Is there any reason why an @id field shouldn’t be/can’t be auto-populated by Dgraph?
On the second point, it’d be great if there was a directive that indicated that an @id field should be auto-populated by Dgraph with a random ID when the node is created. Just seems like the kind of work the database should be doing…?
I think a main use case for it is for uids from other DB’s for syncing purposes, or maybe usernames or something, so those wouldn’t be auto-create scenarios.
But I like the idea.
But it seems like you’d only want to use it if you weren’t satisfied with the native of format and you wanted a different format like integer or uuid for example, no? So which should that be?
You might be able to accomplish it with a @lambda mutation? Not sure there is a onCreate one though.
Yeah, there are a lot of variables here. What and how is so broad that it would be hard to make something that works for a variety of use cases without some kind of onCreate
Because if you know the id field, it would be an update, not an add - upsert. There is no getPost by @id, and there is no addPost-upsert by ID.
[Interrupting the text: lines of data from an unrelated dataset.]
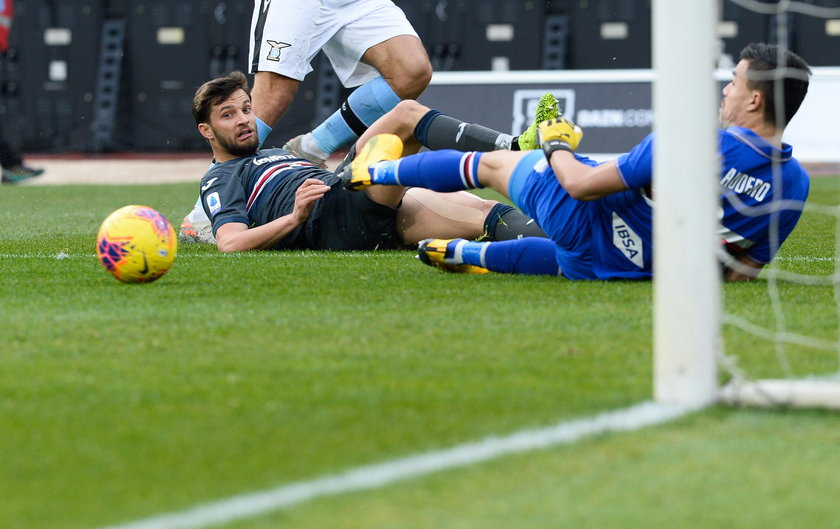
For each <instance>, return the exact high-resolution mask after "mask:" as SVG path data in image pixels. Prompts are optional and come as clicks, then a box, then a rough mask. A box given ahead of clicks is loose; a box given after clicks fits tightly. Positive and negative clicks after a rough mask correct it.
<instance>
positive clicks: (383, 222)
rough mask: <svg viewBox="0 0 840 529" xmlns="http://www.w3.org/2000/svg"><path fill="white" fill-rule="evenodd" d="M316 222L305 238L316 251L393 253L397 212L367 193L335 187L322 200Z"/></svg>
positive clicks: (395, 242)
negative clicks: (339, 251) (374, 199)
mask: <svg viewBox="0 0 840 529" xmlns="http://www.w3.org/2000/svg"><path fill="white" fill-rule="evenodd" d="M321 200H322V201H323V203H322V204H321V211H320V215H319V216H318V218H316V219H314V220H313V221H312V222H311V223H309V226H308V229H307V232H306V238H307V241H308V243H309V246H310V247H311V248H312V249H315V250H393V249H396V248H400V247H401V246H403V245H402V241H401V240H400V237H399V235H398V234H397V210H396V209H393V208H389V207H388V206H384V205H382V204H378V203H376V202H374V201H373V200H371V199H370V198H369V197H368V196H367V194H366V193H363V192H356V191H347V190H346V189H344V188H343V187H341V183H336V184H334V185H333V188H332V189H331V190H330V191H328V192H327V194H326V195H324V197H323V198H322V199H321Z"/></svg>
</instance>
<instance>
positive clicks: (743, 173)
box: [720, 167, 770, 202]
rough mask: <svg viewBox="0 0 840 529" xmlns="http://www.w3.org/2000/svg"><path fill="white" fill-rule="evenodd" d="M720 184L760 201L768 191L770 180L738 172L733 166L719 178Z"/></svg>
mask: <svg viewBox="0 0 840 529" xmlns="http://www.w3.org/2000/svg"><path fill="white" fill-rule="evenodd" d="M720 185H721V186H723V187H725V188H727V189H731V190H732V191H735V192H736V193H738V194H739V195H747V196H748V197H752V198H754V199H756V200H757V201H759V202H761V201H762V200H764V197H766V196H767V193H768V192H770V182H765V181H764V180H761V179H758V178H754V177H752V176H750V175H748V174H746V173H740V172H738V170H737V169H735V168H734V167H733V168H731V169H729V171H727V172H726V174H725V175H723V177H722V178H721V179H720Z"/></svg>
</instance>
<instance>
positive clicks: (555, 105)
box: [518, 92, 560, 151]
This also has to do with the fact that you can add multiple fields at once, but you can only edit one field at a time. The backend code would have to differentiate between what is a new Post, and what is an update Post. Is there a unique ID or @id? etc…
While this makes sense, I agree that it would be much easier to have one update function that allows you to create, or modify nodes and would automatically match the existing nodes that have an @id or an ID field input.
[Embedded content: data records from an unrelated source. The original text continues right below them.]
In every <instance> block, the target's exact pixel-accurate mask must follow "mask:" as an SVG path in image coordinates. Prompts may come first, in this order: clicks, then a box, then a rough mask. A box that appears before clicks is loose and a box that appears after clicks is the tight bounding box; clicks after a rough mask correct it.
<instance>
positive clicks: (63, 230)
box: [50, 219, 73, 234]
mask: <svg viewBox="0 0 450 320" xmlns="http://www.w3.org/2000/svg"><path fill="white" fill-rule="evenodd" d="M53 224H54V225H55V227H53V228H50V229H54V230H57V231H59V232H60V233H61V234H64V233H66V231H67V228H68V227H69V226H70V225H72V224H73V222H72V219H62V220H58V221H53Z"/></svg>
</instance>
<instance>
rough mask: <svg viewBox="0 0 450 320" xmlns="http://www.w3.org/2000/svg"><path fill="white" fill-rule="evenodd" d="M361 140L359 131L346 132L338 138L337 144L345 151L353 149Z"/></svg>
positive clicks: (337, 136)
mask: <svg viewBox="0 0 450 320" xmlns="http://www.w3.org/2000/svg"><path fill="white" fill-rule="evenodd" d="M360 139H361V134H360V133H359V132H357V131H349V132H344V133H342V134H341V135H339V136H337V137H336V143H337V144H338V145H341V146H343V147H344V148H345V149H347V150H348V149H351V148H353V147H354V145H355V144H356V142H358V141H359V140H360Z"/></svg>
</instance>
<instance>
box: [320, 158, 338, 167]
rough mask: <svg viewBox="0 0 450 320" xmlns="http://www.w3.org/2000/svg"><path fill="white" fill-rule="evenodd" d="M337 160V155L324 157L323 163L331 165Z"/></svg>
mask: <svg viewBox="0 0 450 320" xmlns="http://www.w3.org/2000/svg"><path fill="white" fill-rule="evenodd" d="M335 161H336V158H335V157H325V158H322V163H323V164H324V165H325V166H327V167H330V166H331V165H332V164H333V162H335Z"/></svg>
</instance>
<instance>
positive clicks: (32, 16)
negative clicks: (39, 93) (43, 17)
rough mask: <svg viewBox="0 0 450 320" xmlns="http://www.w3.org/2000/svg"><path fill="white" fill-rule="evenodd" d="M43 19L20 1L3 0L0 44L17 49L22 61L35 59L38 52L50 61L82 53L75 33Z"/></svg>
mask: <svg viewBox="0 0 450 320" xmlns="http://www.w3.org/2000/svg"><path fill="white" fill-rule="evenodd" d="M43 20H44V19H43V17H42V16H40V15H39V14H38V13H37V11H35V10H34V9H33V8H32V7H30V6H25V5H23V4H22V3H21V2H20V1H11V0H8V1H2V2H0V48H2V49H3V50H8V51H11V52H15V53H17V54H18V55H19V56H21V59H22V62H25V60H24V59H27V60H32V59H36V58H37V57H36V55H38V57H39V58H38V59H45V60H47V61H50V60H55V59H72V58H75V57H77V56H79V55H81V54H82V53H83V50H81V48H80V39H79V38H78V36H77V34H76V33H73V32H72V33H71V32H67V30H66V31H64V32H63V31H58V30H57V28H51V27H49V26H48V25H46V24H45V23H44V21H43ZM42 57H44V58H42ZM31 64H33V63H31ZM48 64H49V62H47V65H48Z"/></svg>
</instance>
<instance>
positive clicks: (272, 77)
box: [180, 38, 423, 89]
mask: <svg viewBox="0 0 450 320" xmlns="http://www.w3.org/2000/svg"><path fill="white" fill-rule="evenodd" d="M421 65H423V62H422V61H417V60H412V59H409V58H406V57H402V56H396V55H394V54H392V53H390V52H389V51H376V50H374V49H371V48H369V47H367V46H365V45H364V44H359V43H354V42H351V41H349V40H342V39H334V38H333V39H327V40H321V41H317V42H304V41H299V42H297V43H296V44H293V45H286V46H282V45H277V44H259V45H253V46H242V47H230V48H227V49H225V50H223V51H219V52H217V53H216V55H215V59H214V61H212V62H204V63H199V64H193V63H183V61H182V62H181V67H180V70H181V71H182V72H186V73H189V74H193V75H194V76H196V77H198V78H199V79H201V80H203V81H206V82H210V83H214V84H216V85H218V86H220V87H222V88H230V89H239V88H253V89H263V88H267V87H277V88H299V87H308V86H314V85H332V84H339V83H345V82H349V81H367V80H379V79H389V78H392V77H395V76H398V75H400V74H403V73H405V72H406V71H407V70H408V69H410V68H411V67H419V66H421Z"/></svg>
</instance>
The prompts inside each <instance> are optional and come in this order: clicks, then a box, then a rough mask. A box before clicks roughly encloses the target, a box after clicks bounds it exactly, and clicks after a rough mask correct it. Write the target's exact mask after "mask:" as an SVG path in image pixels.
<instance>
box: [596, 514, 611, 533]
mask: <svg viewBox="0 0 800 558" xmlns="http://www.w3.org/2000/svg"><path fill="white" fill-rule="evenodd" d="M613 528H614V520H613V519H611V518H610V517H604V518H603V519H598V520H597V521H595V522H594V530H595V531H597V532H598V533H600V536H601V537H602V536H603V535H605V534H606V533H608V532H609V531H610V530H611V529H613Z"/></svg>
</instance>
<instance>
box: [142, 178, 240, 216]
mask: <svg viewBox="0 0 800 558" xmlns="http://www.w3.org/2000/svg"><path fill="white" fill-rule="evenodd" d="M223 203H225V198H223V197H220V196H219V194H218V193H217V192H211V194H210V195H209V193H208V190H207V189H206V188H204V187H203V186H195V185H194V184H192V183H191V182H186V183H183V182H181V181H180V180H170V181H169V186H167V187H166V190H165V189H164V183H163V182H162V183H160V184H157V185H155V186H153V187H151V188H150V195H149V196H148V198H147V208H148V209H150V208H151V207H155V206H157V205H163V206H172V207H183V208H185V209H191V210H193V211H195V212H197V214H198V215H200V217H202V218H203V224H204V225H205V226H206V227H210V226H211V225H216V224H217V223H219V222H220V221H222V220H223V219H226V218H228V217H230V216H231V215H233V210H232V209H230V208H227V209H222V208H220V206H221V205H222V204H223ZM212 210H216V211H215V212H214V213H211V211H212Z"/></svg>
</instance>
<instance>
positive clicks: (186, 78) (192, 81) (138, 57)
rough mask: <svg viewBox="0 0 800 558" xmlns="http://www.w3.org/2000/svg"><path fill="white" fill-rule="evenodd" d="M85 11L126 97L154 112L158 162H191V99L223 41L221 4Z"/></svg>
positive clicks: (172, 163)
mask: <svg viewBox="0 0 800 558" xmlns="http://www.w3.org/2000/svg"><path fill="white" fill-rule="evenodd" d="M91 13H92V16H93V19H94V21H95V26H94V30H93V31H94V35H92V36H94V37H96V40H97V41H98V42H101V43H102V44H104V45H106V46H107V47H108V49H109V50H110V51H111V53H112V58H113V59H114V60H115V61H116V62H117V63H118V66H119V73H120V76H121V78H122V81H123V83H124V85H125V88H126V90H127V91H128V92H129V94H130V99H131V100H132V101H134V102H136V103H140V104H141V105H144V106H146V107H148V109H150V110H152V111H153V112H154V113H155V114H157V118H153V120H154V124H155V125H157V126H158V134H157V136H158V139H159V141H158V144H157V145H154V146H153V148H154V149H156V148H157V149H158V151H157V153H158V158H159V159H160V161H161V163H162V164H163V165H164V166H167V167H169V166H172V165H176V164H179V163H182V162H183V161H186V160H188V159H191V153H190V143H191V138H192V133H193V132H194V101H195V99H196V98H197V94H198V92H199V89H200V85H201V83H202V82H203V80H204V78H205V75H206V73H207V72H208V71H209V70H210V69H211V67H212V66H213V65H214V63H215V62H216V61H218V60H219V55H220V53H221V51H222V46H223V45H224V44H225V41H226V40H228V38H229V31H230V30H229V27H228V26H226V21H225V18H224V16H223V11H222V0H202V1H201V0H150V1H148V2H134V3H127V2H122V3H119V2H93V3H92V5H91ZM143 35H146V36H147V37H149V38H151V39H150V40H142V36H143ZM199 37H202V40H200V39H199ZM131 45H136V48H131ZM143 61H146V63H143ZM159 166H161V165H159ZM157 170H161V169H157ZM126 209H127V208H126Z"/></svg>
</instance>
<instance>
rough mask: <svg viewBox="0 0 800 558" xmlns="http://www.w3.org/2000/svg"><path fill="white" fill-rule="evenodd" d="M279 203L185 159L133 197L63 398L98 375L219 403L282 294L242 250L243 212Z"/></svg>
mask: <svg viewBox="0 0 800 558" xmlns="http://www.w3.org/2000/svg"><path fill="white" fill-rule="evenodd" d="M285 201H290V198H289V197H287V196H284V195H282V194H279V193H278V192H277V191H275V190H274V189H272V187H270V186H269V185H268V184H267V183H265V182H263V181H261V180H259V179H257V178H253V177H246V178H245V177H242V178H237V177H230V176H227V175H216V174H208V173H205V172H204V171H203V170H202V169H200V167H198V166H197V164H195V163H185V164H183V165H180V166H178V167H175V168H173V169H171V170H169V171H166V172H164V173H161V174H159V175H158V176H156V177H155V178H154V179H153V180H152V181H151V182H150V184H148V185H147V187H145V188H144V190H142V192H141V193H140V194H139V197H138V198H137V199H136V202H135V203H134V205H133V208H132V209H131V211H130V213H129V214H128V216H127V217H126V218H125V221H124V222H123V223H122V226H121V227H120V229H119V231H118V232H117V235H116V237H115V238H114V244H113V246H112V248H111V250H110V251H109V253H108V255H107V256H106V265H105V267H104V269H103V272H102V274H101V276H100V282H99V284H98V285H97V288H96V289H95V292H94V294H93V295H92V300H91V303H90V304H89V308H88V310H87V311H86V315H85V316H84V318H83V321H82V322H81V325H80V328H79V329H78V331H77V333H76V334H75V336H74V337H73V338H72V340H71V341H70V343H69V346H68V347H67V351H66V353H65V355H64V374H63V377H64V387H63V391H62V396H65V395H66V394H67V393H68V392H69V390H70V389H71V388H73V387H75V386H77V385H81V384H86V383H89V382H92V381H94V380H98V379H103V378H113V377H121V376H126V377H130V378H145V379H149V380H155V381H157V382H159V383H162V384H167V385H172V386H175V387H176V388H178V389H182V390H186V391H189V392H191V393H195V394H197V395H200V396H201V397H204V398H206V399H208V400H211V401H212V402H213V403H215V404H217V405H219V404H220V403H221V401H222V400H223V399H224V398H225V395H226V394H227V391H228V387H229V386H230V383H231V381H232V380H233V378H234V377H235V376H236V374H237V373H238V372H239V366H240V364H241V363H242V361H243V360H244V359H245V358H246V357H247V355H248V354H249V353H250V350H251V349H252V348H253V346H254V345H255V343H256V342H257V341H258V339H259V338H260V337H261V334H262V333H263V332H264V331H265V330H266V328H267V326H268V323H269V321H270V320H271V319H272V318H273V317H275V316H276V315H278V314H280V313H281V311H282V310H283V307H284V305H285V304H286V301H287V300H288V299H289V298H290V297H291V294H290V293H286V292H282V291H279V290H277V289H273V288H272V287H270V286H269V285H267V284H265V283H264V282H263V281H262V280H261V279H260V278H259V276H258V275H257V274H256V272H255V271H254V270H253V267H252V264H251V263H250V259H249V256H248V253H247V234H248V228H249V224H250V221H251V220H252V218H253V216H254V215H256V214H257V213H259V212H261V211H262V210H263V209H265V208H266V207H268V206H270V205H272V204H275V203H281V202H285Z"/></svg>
A lot of the problems Dgraph has not yet solved have already been solved by SQL databases. In this case, we should add an AUTO_INCREMENT @directive.
Something like:
Type {
uid: ID!
id: Int! @auto_increment(start: 565)
...
}
If you needed to change the start value, just change it in the schema.
Just a thought.
J
Update: So the start would not work here as every time you update the schema, you would have to think about the start number. However, there could be an internal variable you could set somewhere in dgraph, a globals section maybe, that stores that number to change it.
well in a way it would work if the process was smart about it like MySQL handles it. In the schema in MySQL for an AI field you can define a start. But if you define a start that is below the some existing data then the incrementing value stored in the database actually gets set to the minimum value of the data. So while it would take a bit more logic, it still would be possible to have it in the schema and is where I would expect it to be defined. That would also make it easy to say, ok let’s skip the next X and start from here on out at Y with a schema deploy. So the value in the schema would not be the actual next value, but instead it would be the minimum value to use as next and the minimum of the actual data +1 would be next.
For an even more advanced mode, it is possible in MySQL databases to do a strange logic to count evens, or odds, and I think even more advanced options. At one time I had two MySQL databases on separate servers that a user could write to either one and read from either one and they would sync whenever they were capable of doing so. Sort of like an offline database capability. But that is another entire discussion
Just a thought, can’t Dgraph’s Zero be used to manage and issue the numeric ID similar to the UID? The use case is to preserve the IDs even after a database migration since the UID can change.
This would mark cuid and uuid as optional arguments to addFoo. So you could still override the default, otherwise the specified value/function will be used.
If you like this, make some noise on the PR everybody or contribute yourself!